戻ってこられるかはその人の意志の力によるけれど」
つまり、僕も肉体を離れてしばらくすると消えてしまうという事か。
その場合肉体はどうなるんだろう…。
「あぁ、あなたの場合まだ肉体もあるしね。眠気に襲われて眠ってしまう感じに近いでしょうね。目覚めた時にはいつも通り肉体からリスタート」
なるほど、今自分が置かれた状態は充分理解できた。
肉体に戻してもらって、…当たり前のようにマノミちゃんは見えなくなって、僕はゆっくりと体を起こした。

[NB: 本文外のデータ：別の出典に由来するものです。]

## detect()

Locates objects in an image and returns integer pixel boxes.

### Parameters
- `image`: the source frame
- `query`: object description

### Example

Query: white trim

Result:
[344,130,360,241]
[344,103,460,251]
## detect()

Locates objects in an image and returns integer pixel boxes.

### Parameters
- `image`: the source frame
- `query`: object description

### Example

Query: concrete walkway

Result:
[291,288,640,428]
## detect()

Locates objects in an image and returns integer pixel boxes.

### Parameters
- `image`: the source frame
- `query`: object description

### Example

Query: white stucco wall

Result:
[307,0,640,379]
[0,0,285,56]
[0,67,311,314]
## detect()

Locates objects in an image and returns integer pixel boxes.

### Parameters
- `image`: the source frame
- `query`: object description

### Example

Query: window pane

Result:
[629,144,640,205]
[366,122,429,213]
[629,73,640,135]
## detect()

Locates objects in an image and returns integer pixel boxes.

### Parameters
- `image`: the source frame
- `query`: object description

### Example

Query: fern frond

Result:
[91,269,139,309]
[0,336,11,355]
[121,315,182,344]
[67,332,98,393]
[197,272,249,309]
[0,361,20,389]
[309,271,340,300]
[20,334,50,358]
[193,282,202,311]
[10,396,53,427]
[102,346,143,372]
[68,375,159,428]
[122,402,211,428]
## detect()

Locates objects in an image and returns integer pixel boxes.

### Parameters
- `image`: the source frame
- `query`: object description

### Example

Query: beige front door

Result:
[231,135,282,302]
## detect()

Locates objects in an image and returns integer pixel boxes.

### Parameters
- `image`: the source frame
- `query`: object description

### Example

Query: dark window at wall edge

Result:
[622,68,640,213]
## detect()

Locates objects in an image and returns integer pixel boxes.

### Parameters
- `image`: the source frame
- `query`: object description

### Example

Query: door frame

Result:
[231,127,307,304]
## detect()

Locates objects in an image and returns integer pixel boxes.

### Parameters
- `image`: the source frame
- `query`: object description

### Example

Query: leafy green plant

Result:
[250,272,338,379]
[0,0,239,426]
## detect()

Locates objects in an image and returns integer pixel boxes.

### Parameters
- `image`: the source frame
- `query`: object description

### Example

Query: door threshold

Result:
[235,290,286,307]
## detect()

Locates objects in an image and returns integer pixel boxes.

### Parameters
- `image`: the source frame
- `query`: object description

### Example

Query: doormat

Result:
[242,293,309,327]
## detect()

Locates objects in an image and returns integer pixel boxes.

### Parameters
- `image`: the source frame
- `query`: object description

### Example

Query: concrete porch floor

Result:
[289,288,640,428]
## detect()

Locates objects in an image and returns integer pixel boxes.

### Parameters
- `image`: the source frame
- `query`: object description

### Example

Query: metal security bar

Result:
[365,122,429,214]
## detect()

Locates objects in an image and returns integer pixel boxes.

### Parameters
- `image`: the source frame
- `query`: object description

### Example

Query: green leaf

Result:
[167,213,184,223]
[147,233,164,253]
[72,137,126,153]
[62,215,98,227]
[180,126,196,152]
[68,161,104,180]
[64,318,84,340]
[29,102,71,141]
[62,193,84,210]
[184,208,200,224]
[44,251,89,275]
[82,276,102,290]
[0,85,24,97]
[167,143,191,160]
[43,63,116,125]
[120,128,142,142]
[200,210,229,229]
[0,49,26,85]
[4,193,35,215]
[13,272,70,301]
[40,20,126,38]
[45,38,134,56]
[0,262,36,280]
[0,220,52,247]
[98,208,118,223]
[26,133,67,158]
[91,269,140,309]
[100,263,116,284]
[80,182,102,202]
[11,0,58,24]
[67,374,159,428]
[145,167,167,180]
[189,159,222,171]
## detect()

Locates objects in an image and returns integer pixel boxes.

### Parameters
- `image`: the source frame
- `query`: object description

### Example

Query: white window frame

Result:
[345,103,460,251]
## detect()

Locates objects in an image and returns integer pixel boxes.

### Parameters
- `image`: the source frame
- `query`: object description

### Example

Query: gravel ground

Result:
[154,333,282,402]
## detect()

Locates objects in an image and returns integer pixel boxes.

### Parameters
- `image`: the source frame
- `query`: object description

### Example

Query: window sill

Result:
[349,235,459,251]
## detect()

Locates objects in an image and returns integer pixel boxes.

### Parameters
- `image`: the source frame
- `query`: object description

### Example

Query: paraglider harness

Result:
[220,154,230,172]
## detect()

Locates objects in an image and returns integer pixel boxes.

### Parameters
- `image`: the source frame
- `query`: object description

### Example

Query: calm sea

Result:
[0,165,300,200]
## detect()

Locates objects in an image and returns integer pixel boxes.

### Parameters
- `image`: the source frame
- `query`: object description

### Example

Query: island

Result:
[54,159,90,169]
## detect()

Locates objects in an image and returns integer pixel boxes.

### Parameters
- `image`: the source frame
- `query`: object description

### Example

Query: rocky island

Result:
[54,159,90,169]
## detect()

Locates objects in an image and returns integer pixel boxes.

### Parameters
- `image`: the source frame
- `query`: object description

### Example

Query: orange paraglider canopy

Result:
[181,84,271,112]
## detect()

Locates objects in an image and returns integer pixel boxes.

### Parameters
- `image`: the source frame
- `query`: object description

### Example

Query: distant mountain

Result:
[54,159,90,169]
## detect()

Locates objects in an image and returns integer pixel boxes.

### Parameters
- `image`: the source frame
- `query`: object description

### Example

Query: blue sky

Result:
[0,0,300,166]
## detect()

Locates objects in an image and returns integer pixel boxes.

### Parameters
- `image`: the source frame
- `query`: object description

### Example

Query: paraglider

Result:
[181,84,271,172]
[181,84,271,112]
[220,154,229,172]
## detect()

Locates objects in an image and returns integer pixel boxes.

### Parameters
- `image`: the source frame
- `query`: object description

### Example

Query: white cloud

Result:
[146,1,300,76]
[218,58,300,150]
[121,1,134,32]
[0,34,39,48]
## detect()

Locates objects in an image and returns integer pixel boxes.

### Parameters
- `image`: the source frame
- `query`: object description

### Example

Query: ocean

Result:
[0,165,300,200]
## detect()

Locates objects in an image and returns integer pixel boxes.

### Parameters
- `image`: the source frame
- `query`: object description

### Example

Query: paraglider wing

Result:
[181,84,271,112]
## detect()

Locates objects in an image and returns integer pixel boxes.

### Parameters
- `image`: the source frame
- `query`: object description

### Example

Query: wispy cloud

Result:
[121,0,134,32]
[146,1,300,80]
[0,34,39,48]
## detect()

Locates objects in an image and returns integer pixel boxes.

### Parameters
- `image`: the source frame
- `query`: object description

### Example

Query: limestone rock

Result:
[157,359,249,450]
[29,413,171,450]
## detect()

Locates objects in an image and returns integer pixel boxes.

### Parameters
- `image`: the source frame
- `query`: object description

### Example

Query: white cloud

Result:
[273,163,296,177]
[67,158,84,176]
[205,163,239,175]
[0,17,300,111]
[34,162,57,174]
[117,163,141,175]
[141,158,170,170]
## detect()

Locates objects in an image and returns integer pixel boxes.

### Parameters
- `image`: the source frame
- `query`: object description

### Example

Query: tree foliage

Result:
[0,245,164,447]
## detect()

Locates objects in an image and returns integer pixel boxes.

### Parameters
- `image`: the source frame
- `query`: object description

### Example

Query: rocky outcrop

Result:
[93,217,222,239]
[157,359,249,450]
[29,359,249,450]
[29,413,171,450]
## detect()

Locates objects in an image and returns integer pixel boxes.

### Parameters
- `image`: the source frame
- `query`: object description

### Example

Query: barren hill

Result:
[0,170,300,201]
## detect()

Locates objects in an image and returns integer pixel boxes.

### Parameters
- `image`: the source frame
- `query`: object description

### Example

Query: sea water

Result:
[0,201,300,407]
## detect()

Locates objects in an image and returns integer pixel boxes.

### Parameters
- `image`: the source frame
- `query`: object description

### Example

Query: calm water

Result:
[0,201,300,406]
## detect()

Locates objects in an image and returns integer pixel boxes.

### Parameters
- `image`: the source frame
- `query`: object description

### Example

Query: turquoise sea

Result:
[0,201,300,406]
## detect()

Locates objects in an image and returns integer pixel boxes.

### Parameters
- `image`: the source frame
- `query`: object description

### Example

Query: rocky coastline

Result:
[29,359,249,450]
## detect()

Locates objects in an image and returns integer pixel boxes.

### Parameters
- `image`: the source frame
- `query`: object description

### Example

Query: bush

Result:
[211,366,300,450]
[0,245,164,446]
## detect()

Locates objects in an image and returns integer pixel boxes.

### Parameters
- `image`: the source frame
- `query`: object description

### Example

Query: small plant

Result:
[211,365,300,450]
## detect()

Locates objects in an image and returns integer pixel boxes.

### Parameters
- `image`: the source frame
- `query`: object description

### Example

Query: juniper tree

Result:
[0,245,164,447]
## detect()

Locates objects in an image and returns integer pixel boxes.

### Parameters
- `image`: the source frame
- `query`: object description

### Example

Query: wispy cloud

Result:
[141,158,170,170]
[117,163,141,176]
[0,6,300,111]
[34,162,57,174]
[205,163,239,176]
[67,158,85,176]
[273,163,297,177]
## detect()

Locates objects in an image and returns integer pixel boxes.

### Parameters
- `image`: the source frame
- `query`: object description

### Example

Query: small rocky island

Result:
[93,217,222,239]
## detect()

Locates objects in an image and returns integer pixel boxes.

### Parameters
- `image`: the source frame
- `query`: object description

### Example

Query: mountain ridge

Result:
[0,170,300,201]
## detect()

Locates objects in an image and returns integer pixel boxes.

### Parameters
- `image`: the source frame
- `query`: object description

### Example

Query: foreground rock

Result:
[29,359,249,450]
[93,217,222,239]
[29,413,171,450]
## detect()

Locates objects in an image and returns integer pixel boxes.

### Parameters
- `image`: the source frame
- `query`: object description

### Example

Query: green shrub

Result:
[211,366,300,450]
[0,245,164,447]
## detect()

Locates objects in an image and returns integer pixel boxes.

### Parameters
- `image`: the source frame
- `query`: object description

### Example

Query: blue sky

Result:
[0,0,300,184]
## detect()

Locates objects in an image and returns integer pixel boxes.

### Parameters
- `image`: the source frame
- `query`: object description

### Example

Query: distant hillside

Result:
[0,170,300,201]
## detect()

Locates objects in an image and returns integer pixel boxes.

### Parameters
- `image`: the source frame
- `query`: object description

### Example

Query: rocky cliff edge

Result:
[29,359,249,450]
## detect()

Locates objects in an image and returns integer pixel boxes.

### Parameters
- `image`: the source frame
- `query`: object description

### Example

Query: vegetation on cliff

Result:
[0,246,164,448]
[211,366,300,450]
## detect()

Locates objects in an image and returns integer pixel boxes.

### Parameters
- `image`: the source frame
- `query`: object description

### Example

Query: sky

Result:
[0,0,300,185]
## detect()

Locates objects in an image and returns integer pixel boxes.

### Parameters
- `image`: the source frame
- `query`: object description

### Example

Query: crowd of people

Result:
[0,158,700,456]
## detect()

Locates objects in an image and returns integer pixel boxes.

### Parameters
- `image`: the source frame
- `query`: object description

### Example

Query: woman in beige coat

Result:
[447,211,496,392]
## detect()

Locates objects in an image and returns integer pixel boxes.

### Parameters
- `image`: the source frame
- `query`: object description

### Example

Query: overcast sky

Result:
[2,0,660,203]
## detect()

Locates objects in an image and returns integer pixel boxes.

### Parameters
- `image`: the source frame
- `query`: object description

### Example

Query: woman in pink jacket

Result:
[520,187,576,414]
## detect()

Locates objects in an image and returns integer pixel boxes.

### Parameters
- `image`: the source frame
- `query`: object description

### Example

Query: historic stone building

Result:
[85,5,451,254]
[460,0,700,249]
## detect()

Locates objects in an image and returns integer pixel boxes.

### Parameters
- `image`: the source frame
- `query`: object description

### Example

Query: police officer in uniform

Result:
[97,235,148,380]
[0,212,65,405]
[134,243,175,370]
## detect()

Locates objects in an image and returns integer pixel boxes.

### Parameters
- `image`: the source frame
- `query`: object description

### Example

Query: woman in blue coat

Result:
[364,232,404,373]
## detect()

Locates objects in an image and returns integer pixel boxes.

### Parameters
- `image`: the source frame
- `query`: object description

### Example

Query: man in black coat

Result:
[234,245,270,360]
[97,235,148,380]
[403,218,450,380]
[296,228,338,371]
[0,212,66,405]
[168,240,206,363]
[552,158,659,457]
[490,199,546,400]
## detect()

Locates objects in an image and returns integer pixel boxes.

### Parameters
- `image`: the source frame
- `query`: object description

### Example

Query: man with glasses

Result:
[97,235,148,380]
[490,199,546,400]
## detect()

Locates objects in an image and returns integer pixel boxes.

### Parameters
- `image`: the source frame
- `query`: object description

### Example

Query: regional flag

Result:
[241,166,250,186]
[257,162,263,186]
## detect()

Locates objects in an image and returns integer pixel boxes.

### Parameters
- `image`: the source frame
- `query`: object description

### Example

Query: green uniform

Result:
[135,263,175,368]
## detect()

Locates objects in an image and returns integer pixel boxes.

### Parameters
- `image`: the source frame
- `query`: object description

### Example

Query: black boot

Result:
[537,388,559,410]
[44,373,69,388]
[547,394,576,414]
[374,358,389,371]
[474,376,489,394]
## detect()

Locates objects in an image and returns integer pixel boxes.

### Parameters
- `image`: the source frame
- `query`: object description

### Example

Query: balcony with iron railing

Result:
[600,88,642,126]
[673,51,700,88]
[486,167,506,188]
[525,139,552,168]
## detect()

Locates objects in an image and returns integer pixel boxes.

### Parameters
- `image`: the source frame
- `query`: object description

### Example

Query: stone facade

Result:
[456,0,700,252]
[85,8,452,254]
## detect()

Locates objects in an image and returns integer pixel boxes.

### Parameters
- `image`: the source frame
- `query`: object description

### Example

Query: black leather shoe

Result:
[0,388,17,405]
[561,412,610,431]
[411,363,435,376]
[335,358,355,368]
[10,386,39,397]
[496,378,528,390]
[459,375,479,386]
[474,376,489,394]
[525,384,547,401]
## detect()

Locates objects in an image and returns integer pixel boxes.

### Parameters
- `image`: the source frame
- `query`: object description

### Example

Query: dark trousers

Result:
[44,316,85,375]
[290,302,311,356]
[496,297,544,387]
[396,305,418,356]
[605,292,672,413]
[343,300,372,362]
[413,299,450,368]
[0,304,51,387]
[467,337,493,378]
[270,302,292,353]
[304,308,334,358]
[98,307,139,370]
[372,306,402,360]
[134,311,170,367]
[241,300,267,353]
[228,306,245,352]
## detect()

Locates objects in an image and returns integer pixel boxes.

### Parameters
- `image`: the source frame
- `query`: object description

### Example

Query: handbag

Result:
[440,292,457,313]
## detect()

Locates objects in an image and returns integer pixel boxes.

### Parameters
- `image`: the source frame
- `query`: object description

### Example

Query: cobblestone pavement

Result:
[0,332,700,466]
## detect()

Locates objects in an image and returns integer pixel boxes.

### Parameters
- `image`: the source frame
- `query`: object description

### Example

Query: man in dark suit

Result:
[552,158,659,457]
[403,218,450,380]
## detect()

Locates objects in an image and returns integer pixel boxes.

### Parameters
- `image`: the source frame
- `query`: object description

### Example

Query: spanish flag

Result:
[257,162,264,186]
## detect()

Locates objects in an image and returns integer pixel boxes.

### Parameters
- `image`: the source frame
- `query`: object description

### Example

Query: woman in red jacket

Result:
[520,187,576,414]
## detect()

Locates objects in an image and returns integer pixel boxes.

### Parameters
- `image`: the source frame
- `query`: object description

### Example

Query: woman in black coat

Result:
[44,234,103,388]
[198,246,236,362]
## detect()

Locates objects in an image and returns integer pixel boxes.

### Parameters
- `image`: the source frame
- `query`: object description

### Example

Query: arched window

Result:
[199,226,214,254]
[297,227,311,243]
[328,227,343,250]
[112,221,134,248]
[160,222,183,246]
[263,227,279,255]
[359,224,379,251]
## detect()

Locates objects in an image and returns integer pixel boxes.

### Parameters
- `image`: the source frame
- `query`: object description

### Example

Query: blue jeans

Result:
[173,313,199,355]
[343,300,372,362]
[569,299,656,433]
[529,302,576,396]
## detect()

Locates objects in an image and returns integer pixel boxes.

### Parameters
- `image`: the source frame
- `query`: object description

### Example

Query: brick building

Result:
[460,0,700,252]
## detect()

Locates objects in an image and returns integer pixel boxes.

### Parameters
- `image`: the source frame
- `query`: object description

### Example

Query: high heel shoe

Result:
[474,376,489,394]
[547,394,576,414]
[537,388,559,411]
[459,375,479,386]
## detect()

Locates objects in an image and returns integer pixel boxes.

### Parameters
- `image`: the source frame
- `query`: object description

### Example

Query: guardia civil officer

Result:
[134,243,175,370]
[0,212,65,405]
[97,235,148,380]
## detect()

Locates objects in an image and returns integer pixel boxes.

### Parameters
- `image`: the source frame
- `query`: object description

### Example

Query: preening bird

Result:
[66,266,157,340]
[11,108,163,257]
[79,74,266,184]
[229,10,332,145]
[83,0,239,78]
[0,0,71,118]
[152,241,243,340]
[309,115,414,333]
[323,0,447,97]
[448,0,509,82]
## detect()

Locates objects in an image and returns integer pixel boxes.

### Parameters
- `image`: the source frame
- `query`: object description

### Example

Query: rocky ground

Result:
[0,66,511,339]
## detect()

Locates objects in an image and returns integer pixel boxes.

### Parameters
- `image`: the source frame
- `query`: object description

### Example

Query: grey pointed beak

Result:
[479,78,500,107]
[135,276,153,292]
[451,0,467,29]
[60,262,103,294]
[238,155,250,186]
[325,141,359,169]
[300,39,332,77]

それと同時に、意識の片隅に押しやっていたそれを思い出す。
僕が好きな彼女は、『普通』ではないのだと。
『普通』ではないから好きになっていけないわけではないが、『普通』でないならばどこまで行っても『普通』な僕は釣り合わない。
張り合えない。
「今回は大分ボリューミーな内容だったけれど、これでいよいよあなたを信用させられたと思うと嬉しいわね」
そうだね、残念ながら君は『変人』だ。
「…合っているけれど、変人ってなんか響きがよくないのよね。まだ風変りとかの方がいいわ」
一風どころか三風は変わっている、参月綾音。
ここから何を目指せばいいだろう…図らずしも、僕が彼女を『普通』だと判断しようとした企みはものの見事に裏切られ『風変り』だと証明されてしまったわけだけど。
「…なんか寂しそうね、センチメンタル?」
そんなんじゃないよ、とは言いつつそうかもしれないが。
「証明出来ちゃったからとか」
その通り…いや、待てよ。
参月が『風変り』だと証明できたのならば、そう、僕自身が同じ土俵で張り合いたいのならば、僕が『風変り』になればいい。
単純な話だった。
方法はわからないけれど。
「次は何を証明すればいいかしら?」
僕が参月に並ぶのはまだこれからだってこと。
気持ちを伝えられるも、まだこれからだってこと。